Implement stochastic gradient descent in your back propagation program
that you wrote in assignment 3. We will do two types of SGD search. The
original one has the following pseudocode:

I. Original SGD algorithm:

Initialize random weights
While(!converged):
	Shuffle the rows (or row indices)
	for j = 0 to rows-1:
		Determine gradient using just datapoint xj
		Update weights with gradient
	Recalculate objective

II. Mini-batch SGD algorithm:

Initialize random weights
While(!converged):
	Shuffle the rows (or row indices)
	for j = 0 to rows-1:
		Select the first k datapoints where k is the mini-batch size
		Determine gradient using just the selected k datapoints
		Update weights with gradient
	Recalculate objective

Your input, output, and command line parameters are the same as assignment 3
and we do just three nodes in the hidden layer.
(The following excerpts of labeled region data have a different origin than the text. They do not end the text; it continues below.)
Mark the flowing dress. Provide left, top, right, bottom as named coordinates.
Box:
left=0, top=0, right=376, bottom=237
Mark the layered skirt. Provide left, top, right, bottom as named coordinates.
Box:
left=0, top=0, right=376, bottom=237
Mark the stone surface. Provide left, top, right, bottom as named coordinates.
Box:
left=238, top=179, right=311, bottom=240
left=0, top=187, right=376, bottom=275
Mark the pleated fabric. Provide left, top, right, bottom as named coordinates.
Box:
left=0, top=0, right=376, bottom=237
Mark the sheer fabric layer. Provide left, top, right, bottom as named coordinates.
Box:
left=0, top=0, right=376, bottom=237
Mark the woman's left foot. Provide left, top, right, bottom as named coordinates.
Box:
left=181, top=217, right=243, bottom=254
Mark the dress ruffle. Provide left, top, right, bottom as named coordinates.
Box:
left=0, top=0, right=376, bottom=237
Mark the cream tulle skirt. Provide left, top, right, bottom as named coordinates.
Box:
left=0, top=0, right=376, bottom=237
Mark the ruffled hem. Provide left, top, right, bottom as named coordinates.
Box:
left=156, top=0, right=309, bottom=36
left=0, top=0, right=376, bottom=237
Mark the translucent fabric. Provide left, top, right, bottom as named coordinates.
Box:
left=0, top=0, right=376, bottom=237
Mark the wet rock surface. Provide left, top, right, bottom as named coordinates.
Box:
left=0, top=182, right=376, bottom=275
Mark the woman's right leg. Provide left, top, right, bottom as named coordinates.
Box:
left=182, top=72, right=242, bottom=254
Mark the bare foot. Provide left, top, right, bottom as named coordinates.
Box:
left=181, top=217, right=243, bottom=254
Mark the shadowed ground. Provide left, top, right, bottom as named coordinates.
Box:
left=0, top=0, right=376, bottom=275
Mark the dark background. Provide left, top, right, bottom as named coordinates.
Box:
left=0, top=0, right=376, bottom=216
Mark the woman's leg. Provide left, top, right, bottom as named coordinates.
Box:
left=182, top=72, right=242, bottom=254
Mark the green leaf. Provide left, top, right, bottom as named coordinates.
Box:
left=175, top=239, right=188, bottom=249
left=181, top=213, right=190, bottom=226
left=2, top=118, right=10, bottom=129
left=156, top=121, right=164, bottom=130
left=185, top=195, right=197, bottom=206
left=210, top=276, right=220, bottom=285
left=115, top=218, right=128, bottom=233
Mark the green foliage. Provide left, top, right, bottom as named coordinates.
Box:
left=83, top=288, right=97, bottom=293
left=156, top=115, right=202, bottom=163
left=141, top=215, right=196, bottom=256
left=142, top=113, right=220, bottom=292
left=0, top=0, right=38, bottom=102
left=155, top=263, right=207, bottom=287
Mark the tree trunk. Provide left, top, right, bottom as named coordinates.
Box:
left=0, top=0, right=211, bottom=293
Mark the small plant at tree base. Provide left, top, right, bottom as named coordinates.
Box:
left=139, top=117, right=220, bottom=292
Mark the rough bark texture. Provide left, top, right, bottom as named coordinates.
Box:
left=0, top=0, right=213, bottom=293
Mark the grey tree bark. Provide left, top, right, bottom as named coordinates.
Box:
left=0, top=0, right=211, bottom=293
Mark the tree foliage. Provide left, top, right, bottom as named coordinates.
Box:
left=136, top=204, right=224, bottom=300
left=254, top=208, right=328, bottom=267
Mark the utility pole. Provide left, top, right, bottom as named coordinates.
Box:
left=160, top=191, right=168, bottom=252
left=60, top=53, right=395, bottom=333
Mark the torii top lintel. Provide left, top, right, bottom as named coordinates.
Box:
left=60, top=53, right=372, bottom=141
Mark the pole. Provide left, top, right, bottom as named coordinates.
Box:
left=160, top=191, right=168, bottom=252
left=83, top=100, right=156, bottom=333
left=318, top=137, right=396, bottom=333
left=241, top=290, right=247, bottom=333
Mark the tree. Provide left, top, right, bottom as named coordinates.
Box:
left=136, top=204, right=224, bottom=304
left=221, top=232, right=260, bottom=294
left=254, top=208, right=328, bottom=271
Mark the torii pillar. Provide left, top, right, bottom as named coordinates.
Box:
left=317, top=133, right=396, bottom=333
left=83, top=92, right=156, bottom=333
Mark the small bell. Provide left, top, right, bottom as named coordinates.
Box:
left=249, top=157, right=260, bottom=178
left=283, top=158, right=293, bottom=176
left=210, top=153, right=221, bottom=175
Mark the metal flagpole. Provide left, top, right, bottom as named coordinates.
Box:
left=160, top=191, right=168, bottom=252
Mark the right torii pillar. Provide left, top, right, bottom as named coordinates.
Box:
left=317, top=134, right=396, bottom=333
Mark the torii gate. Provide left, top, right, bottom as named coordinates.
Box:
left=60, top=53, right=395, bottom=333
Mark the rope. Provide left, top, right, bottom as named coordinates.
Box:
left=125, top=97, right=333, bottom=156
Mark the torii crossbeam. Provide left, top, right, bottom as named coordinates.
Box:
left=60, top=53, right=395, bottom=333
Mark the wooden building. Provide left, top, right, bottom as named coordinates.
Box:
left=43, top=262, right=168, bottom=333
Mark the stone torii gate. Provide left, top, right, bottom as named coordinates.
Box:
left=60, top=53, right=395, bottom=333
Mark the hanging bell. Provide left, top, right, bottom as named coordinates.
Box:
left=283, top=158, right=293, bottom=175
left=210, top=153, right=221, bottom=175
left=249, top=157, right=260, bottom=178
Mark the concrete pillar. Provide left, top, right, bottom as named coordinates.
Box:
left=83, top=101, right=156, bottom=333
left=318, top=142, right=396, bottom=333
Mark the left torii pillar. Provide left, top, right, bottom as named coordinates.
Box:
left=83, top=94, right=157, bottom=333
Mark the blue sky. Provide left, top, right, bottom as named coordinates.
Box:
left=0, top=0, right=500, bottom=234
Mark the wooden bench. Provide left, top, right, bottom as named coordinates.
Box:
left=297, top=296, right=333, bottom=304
We leave the offset for
the final layer to be zero at this time.

Test your program on the XOR dataset:

1 0 0
1 1 1
-1 0 1
-1 1 0

1. Test your program on breast cancer and ionosphere given on the website. Is the 
mini-batch faster or the original one? How about accuracy?

2. Is the search faster or more accurate if you keep track of the best objective
in the inner loop?

Submit your assignments by copying your program to your AFS 
course folder /afs/cad/courses/ccs/s19/cs/677/002/<UCID>. The 
assignment is due on March 11th, 2019.